-III- Şeytanlar Ve Taşlar

2.9K 151 80
                                    

Verus Krallığı, Seth Kalesi, XXI yy.

"Her neyse," deyip ayağa kalktım ve üstümdeki tozları silkelerken, "Ben ödülümü almaya gidiyorum." dedim ve kapıya yöneldim. Dışarıdan girmek yasaktı, ama çıkarken sorun olacağını sanmıyordum ve bu yüzden portal açmama gerek kalmayacağını umuyordum.

"Ödülünü nasıl alacaksın?" dediğinde duraksadım ve ona kaşlarım çatılı bir şekilde baktım. Elinde görevimin olduğu parşömen vardı. Cebimden nasıl aldığını sorgulamayarak bakışlarımı tekrar ona çevirdim.

"Burda görevin kabul görmesi için kelle lazım diyor ve suçlanan kişi benim. Benim kellemi istiyorlar." dedi parşömeni indirirkenve gözlerini bana çevirdi.

"Evet, ama bunun yerine onları buraya getirip, şeytanın gittiğini gösterebilirim." dedim emin bir sesle.

O ise gülümsedi ve yavaş adımlarla bana doğru ilerlelemeye başladı. "Sence eski krallardan birinin yaptığı bu laneti, şu an krallık bilmiyor mudur?" kurduğu cümle yutkunmama sebep oldu ve karşılaştığım gerçeklik yüzünden gözlerimi kaçırdım.

Eğer biliyorlarsa, bu görevin geçerliliğini kaldırırdı.

"Aynı zamanda senin de teorinde yanlışlıklar vardı." dediğinde kaşlarımı daha da çattım.

"Ne hakkında?" dedim.

"Eğer şeytan bilinçliyse dediğin gibi çağırıcısında hapsolması normaldi. Ama öyle bir şeytanı krallık çağıramazdı çünkü krallığın büyü gücünün geldiği yer lanetlenen kişiydi. Bunun yanı sıra, krallık büyücüsünün gerçek bir şeytan olabilme ihtimali de var. Kral ve kraliçe de ondan kurtulmak için önüne yem diye dük ve eşini sunmuş olabilir." dediğinde mantıklı bulsam da eksikliler olduğu için tamamiyle kabul edemiyordum.

"Olabilir, bu da bir ihtimal. O zaman ihanet diye söz edilen kısım kimi yansıtıyordu?" dedim elimi çenemin altına götürürken.

"Buraya gelirken bir dedikodu duymuştum. " dedi, cebine ne zaman koyduğunu bilmediğim gri gümüş matarayı kontrol ederek ve devam etti, "Dükün eşi ve büyücü bir ilişki yaşıyorlarmış, hatta kadın ondan hamileymiş. Ancak sonrasında, bu olaylar gerçekleşmiş." dedi ve mataradan içkisini yudumlamaya başladı.

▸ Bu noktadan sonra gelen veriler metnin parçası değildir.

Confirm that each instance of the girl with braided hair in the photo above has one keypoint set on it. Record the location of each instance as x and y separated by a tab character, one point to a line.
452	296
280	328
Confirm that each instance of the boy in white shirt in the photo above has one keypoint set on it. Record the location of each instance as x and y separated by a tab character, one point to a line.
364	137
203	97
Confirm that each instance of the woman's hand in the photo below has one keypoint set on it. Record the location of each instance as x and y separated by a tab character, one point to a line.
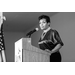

"İhanet edilen kişi dük olsa bile hikayede o kadar büyük bir etkisi yok. Ya altında daha derin bir hikaye var ya da bu daha yanlış bir 'dedikodu'." dedim ve kapıya doğru yürümeye devam edip," aynı zamanda eğer büyücü şeytan olsaydı krallık, yeni bir büyücü seçilene kadar büyü gücünü kullanamazdı. Seninki tamamen yanlış bir teori. " dedim ve güldüm.

"Yanlış olduğunu sanmam. Bence sadece eksikleri var. "dediğinde kafamı olumsuz anlamda sallayarak kapıyı iki elimle içeri çekerek açtım. Kapı açıldığında yanımdakinin duraksadığını görsem de aldırış etmedim. Kapı açılıp, dışarı adım attığımda herşeyin hala aynı olduğunu görerek kaşlarımı çattım.

"En azından sisin gitmesi gerekirdi." dedim sorgularcasına.

"Artık bu lanet şatoyu ve içinde yaşananları düşünmek istemiyorum." dedi ve boynunu kıtlatarak merdivenlerden aşağıya inmeye başladı.

Ben de ona uyarak duraksadığım yerden devam ettim ve merdivenlerden aşağı indim.

"Bekle bir dakika," dedim ve gittiği yöne doğru peşinden ilerledim. "adın ne?" dedim ardından ekleyerek.

"Küçük kız bana aşık oldu da peşimdem mi koşuyor yoksa?" dedi alaylı bir şekilde gülüp, yürümeye devam ederken. Kaşlarımı çatsam da peşinden gitmeye devam ettim.